En días de duelo por la muerte de migrantes en Ciudad Juárez y crisis de la política migratoria mexicana, es frecuente escuchar el argumento compensatorio de que México se caracteriza por su tradición de asilo en Iberoamérica. Para no ir al siglo XIX, también lleno de ejemplos, vienen a la mente los exilios de los republicanos españoles en los años 30 y 40, los de los revolucionarios centroamericanos y caribeños en los años 50 y los de los perseguidos por las dictaduras militares de la Guerra Fría, entre los 60 y los 80.
Esa trayectoria es innegable. Como son innegables la Doctrina Estrada, los asilos de Modotti, Trotski, Serge, Buñuel o Matsumoto, el rechazo de México a la expulsión de Cuba de la OEA y al embargo comercial, la solidaridad con el gobierno de Salvador Allende en Chile y contra la dictadura de Augusto Pinochet, el respaldo a la Revolución sandinista en Nicaragua, la creación del Grupo Contadora a principios de los 80 y los Acuerdos de Paz de Chapultepec en los 90.
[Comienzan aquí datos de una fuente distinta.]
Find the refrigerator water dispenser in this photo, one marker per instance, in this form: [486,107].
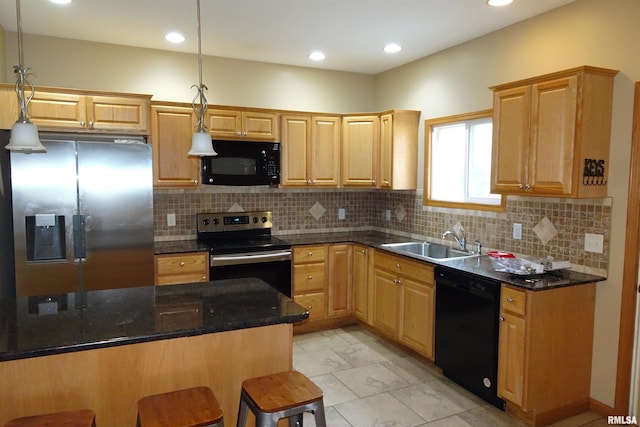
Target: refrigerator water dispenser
[45,237]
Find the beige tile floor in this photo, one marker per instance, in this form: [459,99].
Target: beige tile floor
[368,382]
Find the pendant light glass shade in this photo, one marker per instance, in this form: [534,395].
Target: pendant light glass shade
[24,134]
[201,144]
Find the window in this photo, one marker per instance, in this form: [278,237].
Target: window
[458,162]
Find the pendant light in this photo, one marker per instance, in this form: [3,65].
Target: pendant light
[201,140]
[24,134]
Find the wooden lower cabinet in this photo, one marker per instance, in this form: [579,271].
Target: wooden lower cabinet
[403,306]
[544,352]
[171,269]
[362,291]
[322,282]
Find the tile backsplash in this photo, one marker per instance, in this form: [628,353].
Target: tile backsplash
[314,210]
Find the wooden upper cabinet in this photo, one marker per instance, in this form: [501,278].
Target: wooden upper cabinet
[360,151]
[171,130]
[551,134]
[399,150]
[310,150]
[78,111]
[250,125]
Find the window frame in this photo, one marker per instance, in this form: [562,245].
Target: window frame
[429,124]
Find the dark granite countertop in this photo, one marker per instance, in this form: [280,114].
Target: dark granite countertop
[480,266]
[134,315]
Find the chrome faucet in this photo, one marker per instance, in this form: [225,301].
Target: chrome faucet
[462,241]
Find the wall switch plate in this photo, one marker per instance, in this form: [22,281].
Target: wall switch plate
[517,231]
[593,243]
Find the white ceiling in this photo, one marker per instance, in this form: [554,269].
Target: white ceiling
[351,33]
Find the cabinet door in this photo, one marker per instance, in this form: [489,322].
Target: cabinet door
[224,123]
[417,316]
[114,113]
[386,151]
[171,130]
[511,111]
[386,302]
[340,284]
[295,152]
[551,150]
[324,161]
[360,150]
[58,110]
[262,126]
[511,358]
[361,283]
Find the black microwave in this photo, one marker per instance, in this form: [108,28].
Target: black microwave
[242,163]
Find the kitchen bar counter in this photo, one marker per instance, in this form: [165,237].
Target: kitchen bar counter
[130,343]
[128,316]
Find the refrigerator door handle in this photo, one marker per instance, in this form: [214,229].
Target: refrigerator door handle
[79,238]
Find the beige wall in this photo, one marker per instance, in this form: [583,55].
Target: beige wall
[593,32]
[168,76]
[3,57]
Paralela a esa tradición, corre otra de racismo y xenofobia en la política migratoria mexicana, como han documentado ampliamente historiadores como Erika Pani, Daniela Gleizer y Pablo Yankelevich, entre otros. Dicha tradición arranca con el artículo 33 de la Constitución de 1917 y arraiga en las regulaciones para el internamiento, residencia o naturalización de extranjeros de múltiples procedencias nacionales y étnicas.
En las primeras décadas de la Revolución mexicana se produjeron masacres contra poblaciones chinas en Torreón, Coahuila, y se aplicaron leyes contra inmigrantes asiáticos y árabes en el estado de Sonora. En su estudio de las leyes migratorias de 1909, 1926, 1934 y 1947, y su aplicación, los académicos han encontrado una serie de continuidades, relacionadas con dispositivos de restricción al internamiento, aplicados contra judíos y eslavos, africanos y árabes, centroamericanos y caribeños.
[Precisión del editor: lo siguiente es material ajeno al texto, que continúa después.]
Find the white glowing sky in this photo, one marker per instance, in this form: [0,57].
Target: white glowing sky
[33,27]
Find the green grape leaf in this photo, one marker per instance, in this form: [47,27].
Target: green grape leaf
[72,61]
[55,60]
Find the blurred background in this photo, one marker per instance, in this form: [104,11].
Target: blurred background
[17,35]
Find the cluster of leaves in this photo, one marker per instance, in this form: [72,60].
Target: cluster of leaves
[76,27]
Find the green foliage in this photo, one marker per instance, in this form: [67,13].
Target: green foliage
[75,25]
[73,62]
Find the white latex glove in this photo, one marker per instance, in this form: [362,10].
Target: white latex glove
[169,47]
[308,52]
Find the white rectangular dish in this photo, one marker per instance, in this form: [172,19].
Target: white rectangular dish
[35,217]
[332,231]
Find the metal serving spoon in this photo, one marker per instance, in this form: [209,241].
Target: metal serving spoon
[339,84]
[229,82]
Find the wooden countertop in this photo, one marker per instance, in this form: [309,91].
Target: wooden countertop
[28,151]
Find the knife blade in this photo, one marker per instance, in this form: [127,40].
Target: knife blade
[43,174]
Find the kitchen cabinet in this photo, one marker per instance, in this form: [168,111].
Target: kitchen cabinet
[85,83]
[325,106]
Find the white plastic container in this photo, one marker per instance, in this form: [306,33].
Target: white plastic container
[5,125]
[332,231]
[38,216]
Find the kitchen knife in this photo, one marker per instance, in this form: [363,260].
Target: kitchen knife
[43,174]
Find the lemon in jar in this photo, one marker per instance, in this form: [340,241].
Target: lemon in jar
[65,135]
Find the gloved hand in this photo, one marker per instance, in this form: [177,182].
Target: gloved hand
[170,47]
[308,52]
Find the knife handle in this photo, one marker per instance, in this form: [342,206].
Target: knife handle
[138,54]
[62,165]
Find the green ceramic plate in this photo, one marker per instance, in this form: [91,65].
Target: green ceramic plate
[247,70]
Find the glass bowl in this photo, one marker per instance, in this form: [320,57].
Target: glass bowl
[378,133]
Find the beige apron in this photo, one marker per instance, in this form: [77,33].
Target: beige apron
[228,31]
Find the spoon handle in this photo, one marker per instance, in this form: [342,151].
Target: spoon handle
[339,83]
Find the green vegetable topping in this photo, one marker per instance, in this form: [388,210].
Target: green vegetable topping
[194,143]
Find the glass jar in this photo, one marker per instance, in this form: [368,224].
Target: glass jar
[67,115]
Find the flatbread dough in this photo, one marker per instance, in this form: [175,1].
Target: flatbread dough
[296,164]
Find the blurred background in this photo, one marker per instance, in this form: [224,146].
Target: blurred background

Muchas de aquellas restricciones, que incentivan maltratos y abusos, han prevalecido hasta hoy y se intensifican con los acuerdos migratorios más recientes entre Estados Unidos y México. La política migratoria mexicana ha acabado subordinada a Estados Unidos, especialmente, desde el periodo de ascenso del racismo y la xenofobia de la administración de Donald Trump, que no ha tenido una verdadera reversión durante el gobierno de Joe Biden, más allá de la templanza discursiva.
En las conversaciones que pronto establecerá el gobierno de México con otros de América Latina y el Caribe, sobre asuntos migratorios, es importante que el tema no quede circunscrito a un enfoque bilateral entre Estados Unidos y su vecino del Sur. México tiene la oportunidad de plantear la urgencia de una estrategia regional propia para desarrollar un tránsito de personas y familias, basado en el respeto a los derechos humanos, que involucre, especialmente a los países del Triángulo Norte: Nicaragua, Venezuela, Colombia, Cuba y Haití.